In 1984-85 he had participated in "many meetings" but people would not make up their minds about a new party. This came to a head towards the end of 1985: "I said, 'look it's either going ahead now or it's not going ahead'. "

When he walked out, his decision was final and from that night onwards he never had any discussions about joining another party.

"On that particular night, there was an agreement between the people that were there that we would never speak about it again and we'd never refer to anybody else who was at the meeting and I, over the years, have never done so."

He said that earlier in 1985 he had written a foundation document for a new party, "Ideas by Number Two", which was published in the Stephen Collins book.

"That's what the government of '87 more or less followed and what I followed very religiously when I became minister for finance many, many years later," he said.

Asked if his decision to remain with Fianna Fáil was based on political calculation or a lingering emotional attachment to the party, he said: "I went through a period in the '80s when I considered giving up politics." He added: "I just was totally fed up with it."

He felt politics was "a kind of a waste, I could be doing other things, I'm reasonably well-qualified".

But then his interest in politics "kinda got resuscitated" just prior to the 1987 general election and "took on a life of its own".

Like his colleague David Andrews, he could not break the connection with Fianna Fáil which was "an unbelievable tribe".

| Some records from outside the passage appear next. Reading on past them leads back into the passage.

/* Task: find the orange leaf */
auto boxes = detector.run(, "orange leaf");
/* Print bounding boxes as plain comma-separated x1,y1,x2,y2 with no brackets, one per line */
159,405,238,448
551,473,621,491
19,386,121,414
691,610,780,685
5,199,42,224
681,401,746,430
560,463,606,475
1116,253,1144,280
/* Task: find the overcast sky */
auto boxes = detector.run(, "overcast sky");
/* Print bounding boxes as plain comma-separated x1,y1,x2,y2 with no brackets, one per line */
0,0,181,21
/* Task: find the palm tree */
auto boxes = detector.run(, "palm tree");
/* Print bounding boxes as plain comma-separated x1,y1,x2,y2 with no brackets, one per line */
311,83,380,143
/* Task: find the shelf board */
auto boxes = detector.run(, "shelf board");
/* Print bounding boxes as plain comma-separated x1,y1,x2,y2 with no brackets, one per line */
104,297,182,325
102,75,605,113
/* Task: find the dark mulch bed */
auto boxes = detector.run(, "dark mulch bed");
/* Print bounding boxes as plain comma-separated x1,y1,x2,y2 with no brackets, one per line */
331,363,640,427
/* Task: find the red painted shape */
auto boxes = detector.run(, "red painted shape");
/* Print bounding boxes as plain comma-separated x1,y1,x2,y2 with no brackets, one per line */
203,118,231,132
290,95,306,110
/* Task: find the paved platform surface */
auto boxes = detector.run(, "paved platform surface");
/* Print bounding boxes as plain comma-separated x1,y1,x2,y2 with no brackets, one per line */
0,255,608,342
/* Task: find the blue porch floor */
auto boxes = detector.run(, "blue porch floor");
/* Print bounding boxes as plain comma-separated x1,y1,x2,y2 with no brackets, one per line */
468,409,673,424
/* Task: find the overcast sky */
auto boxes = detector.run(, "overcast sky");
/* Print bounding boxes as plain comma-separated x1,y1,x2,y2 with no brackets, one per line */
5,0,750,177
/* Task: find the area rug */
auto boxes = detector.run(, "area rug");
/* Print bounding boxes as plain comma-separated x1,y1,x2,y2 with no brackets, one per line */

"People can be desperately critical of us and people hate us for generations but you'd have to admit we're some tribe," he continued. Fianna Fáil had survived "everything under the sun" including the arms crisis and internal dissidents like himself.

But he got his politics from his mother's side of the family, who had been involved in the War of Independence and on the republican side in the Civil War.

He also had a family connection with Fine Gael and his father was a member of the Blueshirts but died when Charlie was only four-and-a-half. But he was brought up to revere Eamon de Valera and he could not leave Fianna Fáil "when it came to the crunch".

He always had "great admiration" for Bobby Molloy who was Fianna Fáil "through and through" but still "made the jump" and joined the PDs. But he also praised former taoiseach and Fianna Fáil leader Charles Haughey who had to be "given credit" for putting the public finances in order when he was returned to office in 1987.

Asked to comment on the dispute at Irish Ferries, Mr McCreevy said, "Naturally as EU commissioner I am not going to get involved in a very contentious issue here in Ireland."